In 1920 an act of the United States Congress established “Hawaii National Park” (later split into Hawaiʻi Volcanoes National Park and Haleakalā National Park), shining a spotlight on the islands. The 1920s became a heydey for all things Hawaiian, including novelty acts of the vaudeville genre. Among Nawahi’s novelty stunts was playing Turkey in the Straw on Hawaiian guitar with his feet. Tin Pan Alley went with the Hawaii craze and between 1915 and 1929 produced such ditties as Hello Hawaii How Are You? (1915) (when many pronounced the state’s name as How-Wah-Yah), Oh How She Could Yacki Hacki Wiki Wacki Woo (1916), Hula Hula Dream Girl (1924) and That Aloha Waltz (1928).
There is some evidence Bennie Nawahi also used the name “J. Nawahi”, as the Victor Library lists the tune Hula Blues by “J. Nawahi (instrumentalist : steel guitar)”.

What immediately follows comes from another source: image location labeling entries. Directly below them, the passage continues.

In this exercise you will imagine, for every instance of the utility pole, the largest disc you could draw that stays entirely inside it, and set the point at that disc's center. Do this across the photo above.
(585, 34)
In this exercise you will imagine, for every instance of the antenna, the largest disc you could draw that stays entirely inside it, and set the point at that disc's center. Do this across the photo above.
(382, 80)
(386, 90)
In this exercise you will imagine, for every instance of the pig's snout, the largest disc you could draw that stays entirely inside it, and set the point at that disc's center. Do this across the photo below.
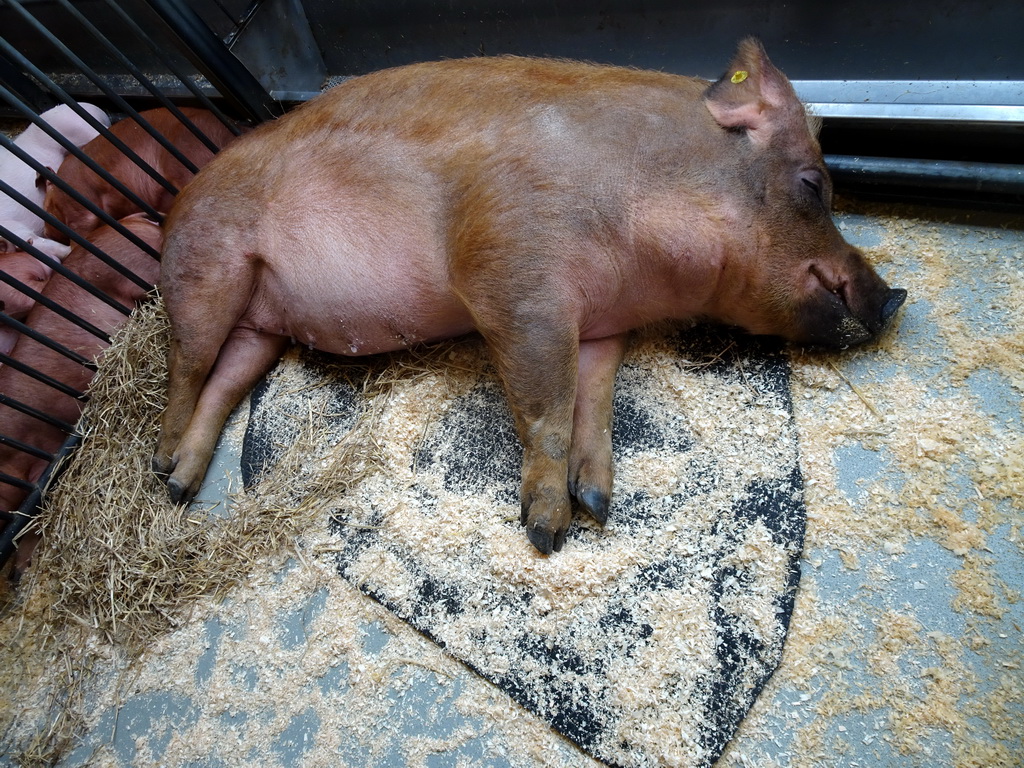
(896, 298)
(849, 310)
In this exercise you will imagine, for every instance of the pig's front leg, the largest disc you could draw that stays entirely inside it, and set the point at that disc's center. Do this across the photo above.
(538, 365)
(590, 468)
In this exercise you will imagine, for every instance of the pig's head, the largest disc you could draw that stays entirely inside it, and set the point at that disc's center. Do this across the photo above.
(801, 280)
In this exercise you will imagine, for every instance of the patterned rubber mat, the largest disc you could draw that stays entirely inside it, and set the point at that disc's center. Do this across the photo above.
(644, 642)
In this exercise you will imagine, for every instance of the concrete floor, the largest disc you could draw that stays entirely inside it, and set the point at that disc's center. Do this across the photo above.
(819, 709)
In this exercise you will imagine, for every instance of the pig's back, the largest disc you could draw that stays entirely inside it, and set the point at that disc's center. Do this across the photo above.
(352, 203)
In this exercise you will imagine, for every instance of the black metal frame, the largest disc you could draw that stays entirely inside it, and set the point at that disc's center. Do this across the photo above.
(26, 89)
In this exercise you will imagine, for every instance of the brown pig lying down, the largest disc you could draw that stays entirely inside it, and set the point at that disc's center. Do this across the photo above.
(58, 404)
(103, 195)
(548, 205)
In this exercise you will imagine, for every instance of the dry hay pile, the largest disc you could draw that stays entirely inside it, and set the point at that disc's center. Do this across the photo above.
(120, 565)
(864, 665)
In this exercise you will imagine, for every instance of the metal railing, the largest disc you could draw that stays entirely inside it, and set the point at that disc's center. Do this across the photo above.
(171, 34)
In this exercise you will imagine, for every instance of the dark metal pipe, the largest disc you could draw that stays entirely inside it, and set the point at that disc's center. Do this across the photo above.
(64, 271)
(35, 414)
(25, 448)
(30, 507)
(42, 378)
(186, 81)
(47, 342)
(53, 306)
(226, 73)
(946, 175)
(77, 152)
(116, 98)
(144, 81)
(72, 236)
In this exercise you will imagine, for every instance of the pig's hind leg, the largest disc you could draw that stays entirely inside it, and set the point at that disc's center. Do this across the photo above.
(590, 468)
(243, 359)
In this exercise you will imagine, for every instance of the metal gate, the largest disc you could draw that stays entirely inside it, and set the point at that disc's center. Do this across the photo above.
(129, 56)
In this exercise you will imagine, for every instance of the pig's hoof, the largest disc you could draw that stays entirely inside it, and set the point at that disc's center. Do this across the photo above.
(162, 466)
(545, 541)
(179, 492)
(595, 502)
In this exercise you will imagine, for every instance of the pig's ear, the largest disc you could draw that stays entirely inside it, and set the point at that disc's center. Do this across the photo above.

By 1928 Nawahi had begun recording for multiple record labels, including Columbia, Victor, Q.R.S. and Grey Gull, under multiple names (including Red Devils, Q.R.S. Boys, Slim Smith, Hawaiian Beach Combers, Georgia Jumpers, Four Hawaiian Guitars and King Nawahi & the International Cowboys), with band mates that included soon to be Sons of the Pioneers, Tim Spencer (singer) and Leonard Slye (later to become cowboy star Roy Rogers).
Blindness and later life
One night in 1935 while driving home from a performance, Nawahi was suddenly struck blind. No medical cause was ever identified. The loss of vision was permanent, but he never allowed it to impede his life, as he continued performing and touring until the 1970s, when he was partially paralyzed by a stroke.
Nawahi set a remarkable swimming record for blind people in 1946. He swam the 22 miles of choppy Pacific Ocean waters from San Pedro, California to Santa Catalina Island in just over 22 hours, guided only by coach John Sonnichson and a bell on a lead boat.
He appeared briefly in the 1985 Academy Award-nominated documentary film on Roy Smeck, Wizard of the Strings.